Yin Ping had always been greedy for money, but this time he managed to be clever. He didn't covet the five million these people had promised. That night, without anyone knowing, he'd shaved his head and become an ordinary and unremarkable boiler operator, taking Yin Chao's things into the wilderness and burning them, making Old Cinder disappear entirely from the world.
He'd burned his hands again on the boiler, gotten himself covered in soot every day, kept his head down and his shoulders slumped, thoroughly hiding in the identity of a blindly obedient boiler operator.
For fourteen years, he'd fooled the whole world, passed his days perfunctorily, living a flat and impoverished life.
The old died, children grew up, the big scholar tree weathered the elements, thickening by another ring. No one knew there was a body buried at the roots of that tree. As time passed, even Yin Ping himself forgot about it, as though that terrifying interval had been only a delusion. He'd never had a brother he envied and hated; he'd never known that night when it had seemed it would never be light—
But why couldn't fate let him go in the end? Why, after so many years of calm, had renovations and investigations come to South Bend like a demon? Why had the police even come to the door looking for Yin Chao?
Why, when that person had already rotted to mud at the base of the big scholar tree, did his soul still linger?!
Yin Ping's little electric bike, nearly falling apart after the fall, hummed, each soldering point trembling at the unbearable high speed. He passed crowds crying out in fear, ran right over little stalls laid to air out by peddlers, turning a deaf ear to the screams and curses, desperately heading for that place—there was still a row of antiquated houses there, now with the words "to be torn down" written everywhere. Only the old scholar tree that had already been standing there during the Qing Dynasty was calm, looking pityingly upon the people as they came and went.
The sounds of approaching police sirens broke over the horizon. Someone called his name over a loudspeaker. But all that Yin Ping saw was that tree.
There was a moment where he thought that he saw a human figure at the iron railing, the back of its head bashed in, eyes gloomily and hatefully fixed on him—
Tao Ran had seen Yin Ping's back. For some reason, he was on constant alert. He floored the gas pedal, bringing all his ten years of driving experience into play, passing through the twisting little streets. The civil policeman riding a motorcycle next to him waved to him, indicating that he'd go on ahead.
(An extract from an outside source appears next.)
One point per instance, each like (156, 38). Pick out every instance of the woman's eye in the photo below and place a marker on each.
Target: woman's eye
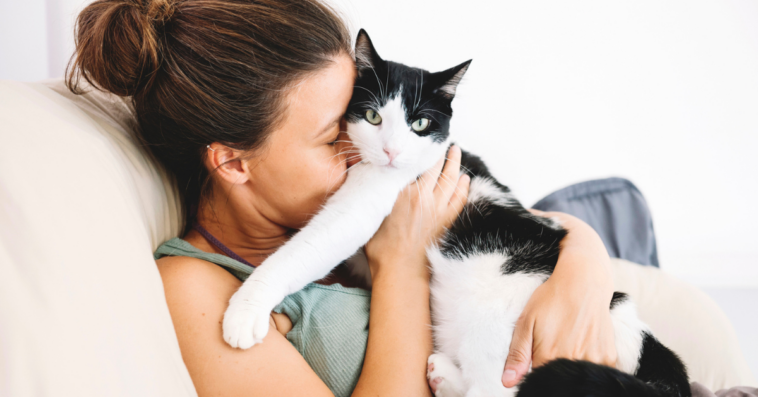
(420, 124)
(373, 117)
Just then, everything changed.
Two pickup trucks suddenly appeared, one on each side of Yin Ping!
Tao Ran didn't have time to think carefully. He swiftly turned the steering wheel, forcing his colleague on the motorcycle behind him, going on himself.
The police car drove between the two pickup trucks. A side mirror scraped against the handlebar of Yin Ping's bike. Then a sharp sound of braking sounded in the little alley. The police car floated in, nearly overturning, quickly throwing Yin Ping's little electric bike into the air. At the same time, the three cars unavoidably collided. Broken glass crashed like a storm. There was a huge sound—
------------
Author's note:
(4) For useful reference: the chao (超) in Yin Chao means "surpassing" while the ping (平) in Yin Ping means "ordinary."